I cannot test it on our actual project just this moment, since our 19.3 port branch is out of date and our mainline is currently 19.2, but I am optimistic this is going to improve both build times and, more importantly, our absurdly long times to enter play mode in Fast Mode.

So, @Ryanc_unity @unity_bill , now we’ve had our release I’ve had the time to upgrade the project to 19.3 and addressables 1.6.0, reverting all my addressables customisation minus the PackTogetherByPath mode.

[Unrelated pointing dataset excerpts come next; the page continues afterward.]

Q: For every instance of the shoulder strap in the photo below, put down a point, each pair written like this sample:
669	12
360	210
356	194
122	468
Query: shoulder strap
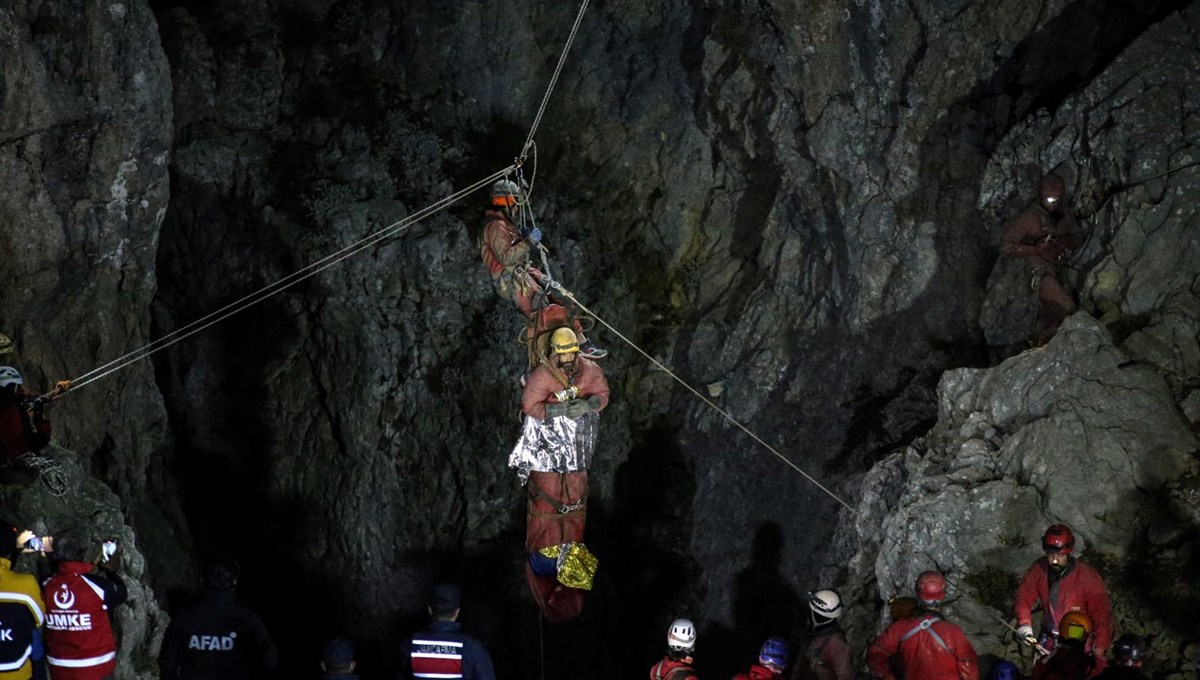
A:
928	625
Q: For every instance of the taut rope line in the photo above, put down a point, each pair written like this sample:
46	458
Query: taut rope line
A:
281	284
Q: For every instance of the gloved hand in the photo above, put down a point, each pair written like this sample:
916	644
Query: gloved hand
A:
575	408
567	393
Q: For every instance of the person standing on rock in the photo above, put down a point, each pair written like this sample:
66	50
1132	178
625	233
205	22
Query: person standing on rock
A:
1061	584
22	613
443	650
1069	659
924	645
79	601
24	427
217	638
827	656
772	661
681	648
562	402
1042	235
505	253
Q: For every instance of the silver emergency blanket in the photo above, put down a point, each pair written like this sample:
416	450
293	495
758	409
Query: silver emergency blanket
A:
555	445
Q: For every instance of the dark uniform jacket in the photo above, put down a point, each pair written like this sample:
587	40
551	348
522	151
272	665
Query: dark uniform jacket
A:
22	613
216	639
444	651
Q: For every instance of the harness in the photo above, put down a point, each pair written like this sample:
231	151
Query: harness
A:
561	509
928	626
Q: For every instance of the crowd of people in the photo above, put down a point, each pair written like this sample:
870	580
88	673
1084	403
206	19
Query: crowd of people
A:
60	625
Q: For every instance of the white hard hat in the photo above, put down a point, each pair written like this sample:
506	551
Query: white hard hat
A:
10	375
682	636
826	602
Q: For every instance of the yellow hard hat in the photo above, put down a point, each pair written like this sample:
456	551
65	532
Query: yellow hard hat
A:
563	341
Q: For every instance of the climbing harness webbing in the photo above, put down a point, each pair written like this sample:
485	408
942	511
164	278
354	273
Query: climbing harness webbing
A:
928	626
559	506
725	414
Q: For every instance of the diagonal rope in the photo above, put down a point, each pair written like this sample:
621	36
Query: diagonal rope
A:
553	79
306	272
700	396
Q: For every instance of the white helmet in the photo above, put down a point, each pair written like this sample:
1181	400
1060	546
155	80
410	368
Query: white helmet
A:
826	603
682	636
10	375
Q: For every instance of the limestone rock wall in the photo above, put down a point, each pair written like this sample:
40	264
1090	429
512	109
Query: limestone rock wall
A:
1095	429
85	144
793	204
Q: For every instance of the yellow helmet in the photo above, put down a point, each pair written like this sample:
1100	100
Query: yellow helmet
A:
563	341
1075	626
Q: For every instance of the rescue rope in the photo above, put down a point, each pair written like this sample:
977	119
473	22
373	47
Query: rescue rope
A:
232	308
553	80
309	271
569	295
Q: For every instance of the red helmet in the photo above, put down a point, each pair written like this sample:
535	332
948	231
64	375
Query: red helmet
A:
1059	539
930	587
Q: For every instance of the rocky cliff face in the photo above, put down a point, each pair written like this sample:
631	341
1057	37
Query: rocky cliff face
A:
795	204
84	151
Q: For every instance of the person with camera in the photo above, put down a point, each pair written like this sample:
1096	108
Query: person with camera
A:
217	638
79	600
22	613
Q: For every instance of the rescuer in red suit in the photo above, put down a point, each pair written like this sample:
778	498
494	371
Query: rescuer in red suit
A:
79	599
505	253
1061	584
1042	235
925	645
24	427
564	386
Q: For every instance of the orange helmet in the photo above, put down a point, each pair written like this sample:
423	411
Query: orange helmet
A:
1074	626
505	193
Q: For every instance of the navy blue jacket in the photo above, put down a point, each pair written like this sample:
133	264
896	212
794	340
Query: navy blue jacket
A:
216	639
477	665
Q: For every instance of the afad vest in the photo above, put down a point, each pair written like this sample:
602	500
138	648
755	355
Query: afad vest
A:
437	659
79	642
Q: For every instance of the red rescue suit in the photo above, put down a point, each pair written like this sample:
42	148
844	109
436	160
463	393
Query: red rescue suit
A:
557	509
79	642
1079	589
505	254
543	384
928	648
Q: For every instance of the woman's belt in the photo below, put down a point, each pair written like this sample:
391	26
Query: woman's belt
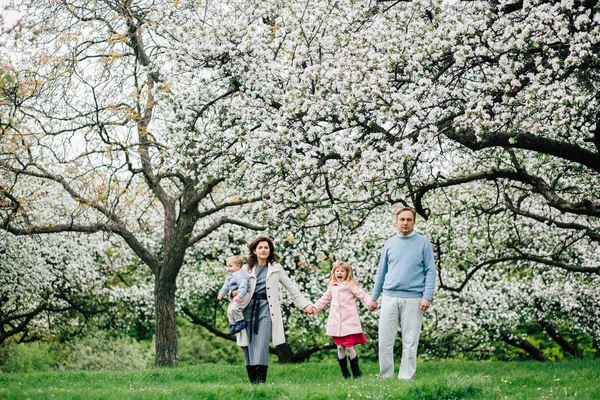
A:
259	296
254	318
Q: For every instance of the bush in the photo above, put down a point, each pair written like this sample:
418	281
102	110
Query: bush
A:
28	357
102	352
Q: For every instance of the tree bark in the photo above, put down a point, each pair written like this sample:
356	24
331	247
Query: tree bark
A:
166	332
562	342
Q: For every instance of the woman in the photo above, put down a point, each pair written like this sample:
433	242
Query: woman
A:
263	313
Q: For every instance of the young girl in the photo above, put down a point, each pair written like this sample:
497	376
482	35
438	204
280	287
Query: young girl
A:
343	323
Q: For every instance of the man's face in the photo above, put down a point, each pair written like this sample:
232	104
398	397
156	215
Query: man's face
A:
405	221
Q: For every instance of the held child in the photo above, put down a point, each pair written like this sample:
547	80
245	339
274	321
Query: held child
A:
343	323
236	279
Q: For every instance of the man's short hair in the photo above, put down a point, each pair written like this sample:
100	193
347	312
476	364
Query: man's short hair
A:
412	210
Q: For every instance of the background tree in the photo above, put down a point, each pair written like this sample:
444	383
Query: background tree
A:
101	148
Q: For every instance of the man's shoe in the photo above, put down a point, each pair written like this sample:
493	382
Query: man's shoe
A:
240	326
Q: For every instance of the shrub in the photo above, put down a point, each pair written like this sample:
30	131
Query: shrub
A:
102	352
28	357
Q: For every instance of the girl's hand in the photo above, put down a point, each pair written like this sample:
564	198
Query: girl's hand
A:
373	306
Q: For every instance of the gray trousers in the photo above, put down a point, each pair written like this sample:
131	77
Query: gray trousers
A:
405	312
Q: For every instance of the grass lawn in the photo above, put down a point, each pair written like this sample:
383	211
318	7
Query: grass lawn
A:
577	379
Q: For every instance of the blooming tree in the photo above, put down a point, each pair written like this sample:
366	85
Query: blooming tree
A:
163	121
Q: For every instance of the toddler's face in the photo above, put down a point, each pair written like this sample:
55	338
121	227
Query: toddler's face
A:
340	274
232	267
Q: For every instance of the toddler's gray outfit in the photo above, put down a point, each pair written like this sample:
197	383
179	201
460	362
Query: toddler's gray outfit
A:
240	281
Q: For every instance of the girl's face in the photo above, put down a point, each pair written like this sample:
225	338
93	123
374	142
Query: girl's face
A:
340	274
262	250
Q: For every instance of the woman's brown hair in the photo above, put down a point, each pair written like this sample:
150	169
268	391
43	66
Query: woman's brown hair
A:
252	259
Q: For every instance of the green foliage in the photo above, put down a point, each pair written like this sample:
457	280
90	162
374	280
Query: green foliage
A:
102	352
434	380
27	357
196	345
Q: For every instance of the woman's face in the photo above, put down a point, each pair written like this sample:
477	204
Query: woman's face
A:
262	250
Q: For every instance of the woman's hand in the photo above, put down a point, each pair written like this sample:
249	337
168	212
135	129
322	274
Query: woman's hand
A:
310	309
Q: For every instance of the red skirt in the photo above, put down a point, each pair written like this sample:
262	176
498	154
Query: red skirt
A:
349	340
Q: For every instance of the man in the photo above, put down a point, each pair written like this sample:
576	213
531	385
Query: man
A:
406	275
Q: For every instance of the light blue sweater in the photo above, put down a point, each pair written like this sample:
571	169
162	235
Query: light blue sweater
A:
406	268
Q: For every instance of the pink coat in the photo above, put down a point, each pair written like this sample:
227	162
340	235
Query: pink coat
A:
343	317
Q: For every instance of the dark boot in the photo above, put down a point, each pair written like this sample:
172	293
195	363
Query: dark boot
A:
344	366
261	373
251	369
356	372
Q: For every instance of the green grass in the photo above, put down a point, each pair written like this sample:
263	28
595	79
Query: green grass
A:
577	379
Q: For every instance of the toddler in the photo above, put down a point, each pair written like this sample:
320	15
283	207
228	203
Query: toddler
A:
236	279
343	323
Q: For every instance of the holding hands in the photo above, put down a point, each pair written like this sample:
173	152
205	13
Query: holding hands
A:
373	306
310	310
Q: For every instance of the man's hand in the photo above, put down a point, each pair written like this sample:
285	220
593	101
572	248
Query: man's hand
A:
373	306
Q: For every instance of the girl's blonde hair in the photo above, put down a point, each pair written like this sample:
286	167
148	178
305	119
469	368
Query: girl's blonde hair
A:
346	267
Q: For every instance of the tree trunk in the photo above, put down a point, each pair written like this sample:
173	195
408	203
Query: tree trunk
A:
166	331
562	342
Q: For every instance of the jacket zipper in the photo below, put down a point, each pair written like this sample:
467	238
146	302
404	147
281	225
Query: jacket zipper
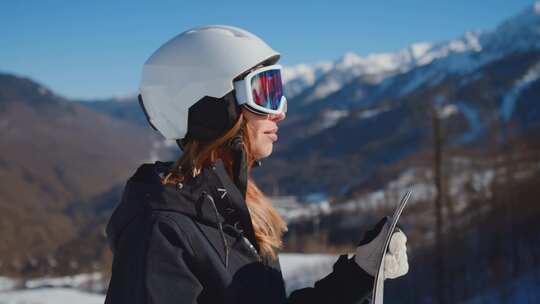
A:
252	248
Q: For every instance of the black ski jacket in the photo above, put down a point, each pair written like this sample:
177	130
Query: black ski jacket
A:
173	244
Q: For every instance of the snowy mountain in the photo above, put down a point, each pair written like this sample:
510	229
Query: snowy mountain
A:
478	83
460	55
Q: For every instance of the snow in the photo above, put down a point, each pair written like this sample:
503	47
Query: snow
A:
473	119
50	296
299	77
299	270
331	118
510	99
303	270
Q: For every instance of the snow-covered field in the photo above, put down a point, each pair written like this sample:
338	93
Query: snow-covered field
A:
299	270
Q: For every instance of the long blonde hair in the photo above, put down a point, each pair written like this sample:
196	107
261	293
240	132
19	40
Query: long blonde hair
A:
267	223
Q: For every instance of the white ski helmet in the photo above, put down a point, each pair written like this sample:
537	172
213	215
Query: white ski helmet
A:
196	64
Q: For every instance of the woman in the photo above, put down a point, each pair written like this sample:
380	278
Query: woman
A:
199	230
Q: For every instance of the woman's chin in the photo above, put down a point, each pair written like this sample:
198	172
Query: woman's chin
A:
264	152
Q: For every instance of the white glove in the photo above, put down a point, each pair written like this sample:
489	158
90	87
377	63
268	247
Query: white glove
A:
395	260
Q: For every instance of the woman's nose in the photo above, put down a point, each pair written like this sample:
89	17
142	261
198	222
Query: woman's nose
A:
277	117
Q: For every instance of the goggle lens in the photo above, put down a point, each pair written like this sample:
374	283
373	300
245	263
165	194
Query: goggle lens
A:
267	89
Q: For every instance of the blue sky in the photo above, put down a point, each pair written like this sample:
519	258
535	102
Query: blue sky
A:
95	49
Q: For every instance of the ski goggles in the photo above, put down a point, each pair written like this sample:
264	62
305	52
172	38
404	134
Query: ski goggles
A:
262	91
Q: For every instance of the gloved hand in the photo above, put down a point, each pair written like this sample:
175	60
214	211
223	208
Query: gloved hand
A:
369	249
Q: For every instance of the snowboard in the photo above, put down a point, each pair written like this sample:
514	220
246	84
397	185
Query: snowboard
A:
378	284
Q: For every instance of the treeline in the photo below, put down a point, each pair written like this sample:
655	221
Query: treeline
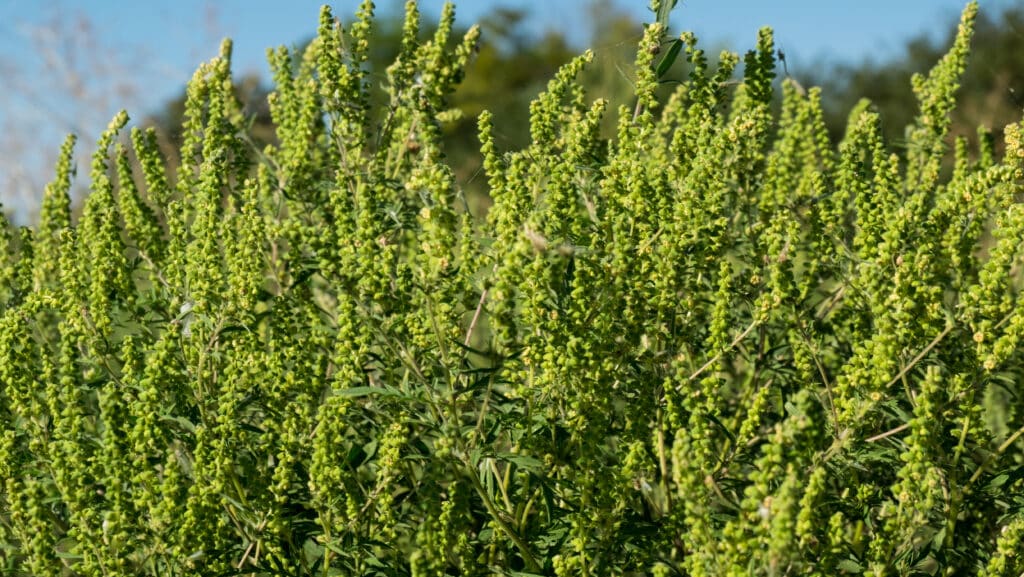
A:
513	64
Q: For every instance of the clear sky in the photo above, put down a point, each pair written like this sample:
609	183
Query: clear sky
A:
137	54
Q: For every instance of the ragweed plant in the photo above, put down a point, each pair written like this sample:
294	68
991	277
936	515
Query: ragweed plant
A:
713	344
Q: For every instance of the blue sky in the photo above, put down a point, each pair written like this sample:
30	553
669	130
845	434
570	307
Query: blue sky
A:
115	54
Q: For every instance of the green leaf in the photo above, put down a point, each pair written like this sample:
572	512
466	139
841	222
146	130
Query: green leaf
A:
670	57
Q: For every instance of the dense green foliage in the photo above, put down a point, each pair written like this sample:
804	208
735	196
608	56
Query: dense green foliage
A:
711	345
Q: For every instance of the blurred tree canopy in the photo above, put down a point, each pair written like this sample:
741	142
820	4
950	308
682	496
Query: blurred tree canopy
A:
514	64
991	93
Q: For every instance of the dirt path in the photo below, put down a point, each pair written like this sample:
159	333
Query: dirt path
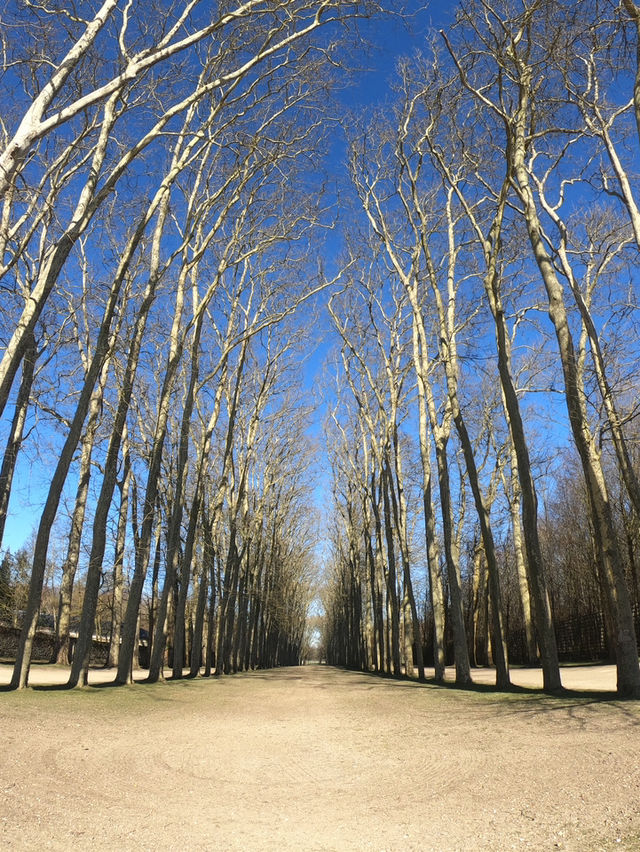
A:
316	759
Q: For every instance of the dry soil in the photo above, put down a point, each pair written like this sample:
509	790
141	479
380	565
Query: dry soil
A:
317	759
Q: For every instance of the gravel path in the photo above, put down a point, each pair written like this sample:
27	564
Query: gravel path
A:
316	759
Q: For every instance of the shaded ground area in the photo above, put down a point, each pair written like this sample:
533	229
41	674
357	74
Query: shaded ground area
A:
317	759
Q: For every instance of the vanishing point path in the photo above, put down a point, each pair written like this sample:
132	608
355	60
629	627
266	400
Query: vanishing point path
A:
316	758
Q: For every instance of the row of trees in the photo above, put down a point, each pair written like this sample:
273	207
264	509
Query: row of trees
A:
158	214
498	204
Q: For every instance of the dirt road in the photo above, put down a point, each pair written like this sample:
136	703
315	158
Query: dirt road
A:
316	759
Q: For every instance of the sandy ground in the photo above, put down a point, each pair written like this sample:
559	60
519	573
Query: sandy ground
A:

As @Ryanc_unity suggested, I modified our UMA dependency references to use LazyLoadReference<T>. This has resulted in sub-10s Fast Mode enter play mode times, with domain reloads now being the largest cost, rather than addressable catalog generation.

There is currently an issue where the Groups window slows play mode times by 50s by recalculating its tree view as the catalog is being generated, which I would treat as a bug, but it’s a massive QoL improvement already.

Glad this hit the mark. The second issue you mention of the groups window slowdown I think @unity_bill and co know about it and have fixes either getting ready to go out or in the works. I’ll poke them about this thread and have them follow up.

yes, we know about it. We have an improvement coming in the next release (this week ish,1.7.something) that will cause the tree to only build the visible nodes. After that (1.8.? 1.7.more?) we’ve got some plans to expose options that can make it even faster.

@AlkisFortuneFish Hi! Can you help me with native debugger? What do you use to profile?
I maybe have the same problem but I want to check it.

One question related to this is that, is it possible to bypass or accelerate the texture compression procedures? Every time I build iOS on a Mac computer, there are loads of

WARNING: ASTC texture format is not supported, decompressing texture

showing in the log. Although this log is harmless and the images will be properly compressed, it takes a lot of time. What I want to do is to bypass this or force it to use a faster compression method when I build test app packages. Unity used to invoke PVRTexTool for texture compression, but now (2018.4.x) it doesn’t! Does it still call some external tool (exe) which I can hack a little bit?

The reason you are getting those is probably what Ryan said above. The engine has already compressed the assets to the target texture format, so when it loads them in order to write them in the asset bundles it actually goes through the same code path that loads assets in general an loads them onto VRAM, having to decompress them to do so. Try to batch build with -nographics, see if it helps.

From the Unity 2020.2 changelog:

  • Build Pipeline: Added: Added ContentBuildInterface.GetPlayerAssetRepresentations API to return the asset representations without triggering a load of the asset itself. Improving performance for certain build cases.

From the SBP 1.8.4 changelog:

  • Updated CalculateAssetDependencyData to use a new fast path API for working with Asset Representations in 2020.2 and onward.

Is this what I think it is, @Ryanc_unity ?

@AlkisFortuneFish maybe? The short is that the new api allows us to gather the asset representations a LOT faster without triggering asset loads in most cases. On a 40GB project with 1204 FBX files (most notorious asset for large asset representation counts), gathering the representations on a just opened project took 5378ms with the old approach, and 135ms with this new api.

This still doesn’t resolve having to write out a bunch of (imo mostly useless) entries into asset bundles for those representations. I do have some other ideas for that which are on my list after the current loading performance improvements being worked on.